Wahle led his forces through arid, largely uninhabited country, up into the highlands of Uhehe, which were already occupied by the British. To those who knew the terrain, this operation was regarded as a master stroke. Wahle's troops then breached the British lines and descended to the Kilombero valley, where they were reunited with Lettow's troops in November 1916. Wahle was given command of the German forces in this area, but in April 1917 Lettow transferred him to the Lindi front, where he led the dogged German retreat up the Lukuledi valley. In October he was battlefield commander at the murderous Battle of Mahiwa.
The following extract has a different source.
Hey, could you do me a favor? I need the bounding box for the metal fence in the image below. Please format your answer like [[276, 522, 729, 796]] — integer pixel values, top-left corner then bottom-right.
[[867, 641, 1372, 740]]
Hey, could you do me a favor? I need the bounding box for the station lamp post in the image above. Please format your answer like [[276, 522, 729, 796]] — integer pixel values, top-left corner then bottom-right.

In November 1917 Lettow led all his remaining troops across the Ruvuma River into Portuguese East Africa (now Mozambique). Here the problem of provisioning became particularly acute. Lettow split his force into two, to permit more extensive foraging, and thus Wahle again exercised an independent command for some time. On 8 December 1917 Wahle's detachment seized the Portuguese fort at Mount Mecula. Around March 1918 Wahle's detachment was reunited with the main force. When Wahle was ailing Lettow ordered him to stay behind but he refused, claiming that the order was illegal since it effectively would be an order to surrender. Lettow relented, and in September 1918 Wahle crossed the Ruvuma with the remainder of the force, and so re-entered German East Africa. Wahle had for some time been suffering from a double hernia, and on 18 October 1918 he was forced to remain behind at Njombe and surrender to the British.

Wahle was interned at Dar es Salaam, where he was shortly joined by Lettow and the remaining German troops, who had surrendered in Northern Rhodesia following the armistice in Europe. They were all soon repatriated, reaching Rotterdam at the end of February 1919. On 2 March they made a triumphal entry into Berlin to the cheers of a huge and enthusiastic crowd.

During the campaign he was awarded the Iron Cross (Second and First Class). He also was recommended for the order Pour le Mérite by von Lettow-Vorbeck, however the recommendation did not reach Germany before the war ended and thus was never approved or awarded. In May 1917 Wahle was awarded the honorary rank of lieutenant general.

On return to Germany he resumed his life as a retired military officer, and in October 1920 he published privately, for limited circulation, his memoirs of the campaign in East Africa. This small book was dedicated to his son, Ralph, who survived the war and resumed his legal career after his return to Germany. Father and son set up house together just outside Dresden. In the 1920s Wahle was actively involved in the agitation to regain the colonies which Germany had lost under the terms of the Treaty of Versailles. Kurt Wahle died in Dresden on 19 June 1928 at the age of 73, having tripped over some scaffolding at his residence.